Non-faculty full-time professional personnel may also earn “extra service pay” in accordance with the non-Federal entity’s written policy and consistent with paragraph of this section. Charges for teaching activities performed by faculty members on Federal awards during periods not included in IBS period will be based on the normal written policy of the IHE governing compensation to faculty members for teaching assignments during such periods. Except as specified for teaching activity in paragraph of this section, charges for work performed by faculty members on Federal awards during periods not included in the base salary period will be at a rate not in excess of the IBS.

35. which of the following is not true about accounting for long-term construction contracts?

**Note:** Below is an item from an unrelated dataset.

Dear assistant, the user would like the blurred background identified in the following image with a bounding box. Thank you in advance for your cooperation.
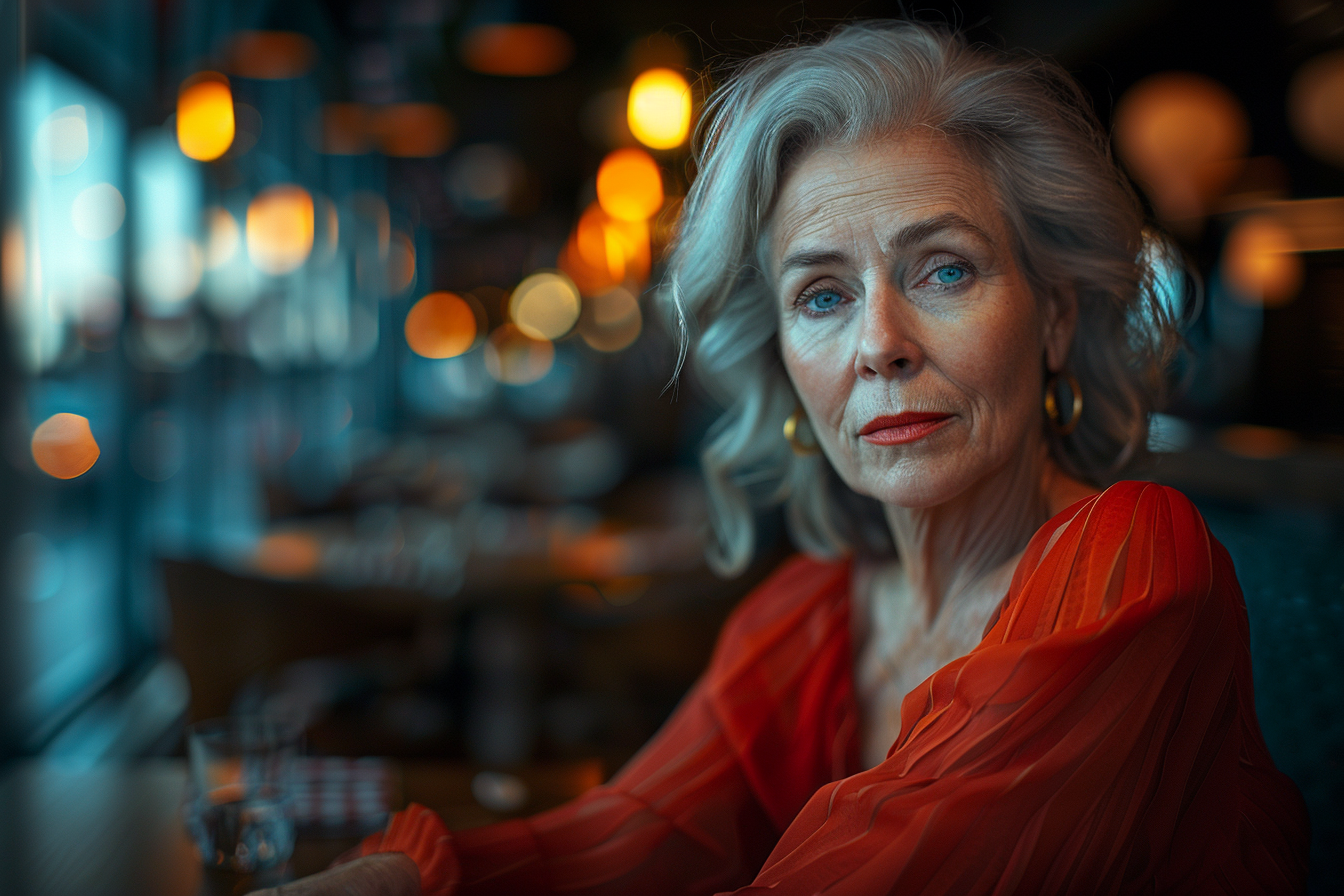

The Federal awarding agency may exercise this option when statutory authority exists. Absent statutory authority and specific terms and conditions of the Federal award, title to exempt property acquired under the Federal award remains with the Federal Government. The amount paid to the Federal awarding agency will be computed by applying the Federal awarding agency’s percentage of participation in the cost of the original purchase to the fair market value of the property. However, in those situations where the non-Federal entity is disposing of real property acquired or improved with a Federal award and acquiring replacement real property under the same Federal award, the net proceeds from the disposition may be used as an offset to the cost of the replacement property. Subject to the requirements and conditions set forth in this section, title to real property acquired or improved under a Federal award will vest upon acquisition in the non-Federal entity. A revision is desired which involves specific costs for which prior written approval requirements may be imposed consistent with applicable OMB cost principles listed in subpart E.

Impairment of the Asset in Asset Accounting Module

D. Carlton’s income statement will only have to be revised to include the earnings-per-share data if Carlton’s net income for the past two years is greater than $5mn. https://www.newsbreak.com/@cnn-edits-1668599/3002242453910-cash-flow-management-rules-in-the-construction-industry-best-practices-to-keep-your-business-afloat B. Carlton’s income statement will have to be revised to include the earnings-per-share data. A. No changes will have to be made to Carlton ‘s income statement.

To provide for continuity of cognizance, the determination of the predominant amount of direct funding must be based upon direct Federal awards expended in the non-Federal entity’s fiscal years ending in 2019, and every fifth year thereafter. Except for the provisions for biennial audits provided in paragraphs and of this section, audits required by this part must be performed annually. Any biennial audit must cover both years within the biennial period. A Federal agency that conducts or arranges for additional audits must, consistent with other applicable Federal statutes and regulations, arrange for funding the full cost of such additional audits. Medicare payments to a non-Federal entity for providing patient care services to Medicare-eligible individuals are not considered Federal awards expended under this part.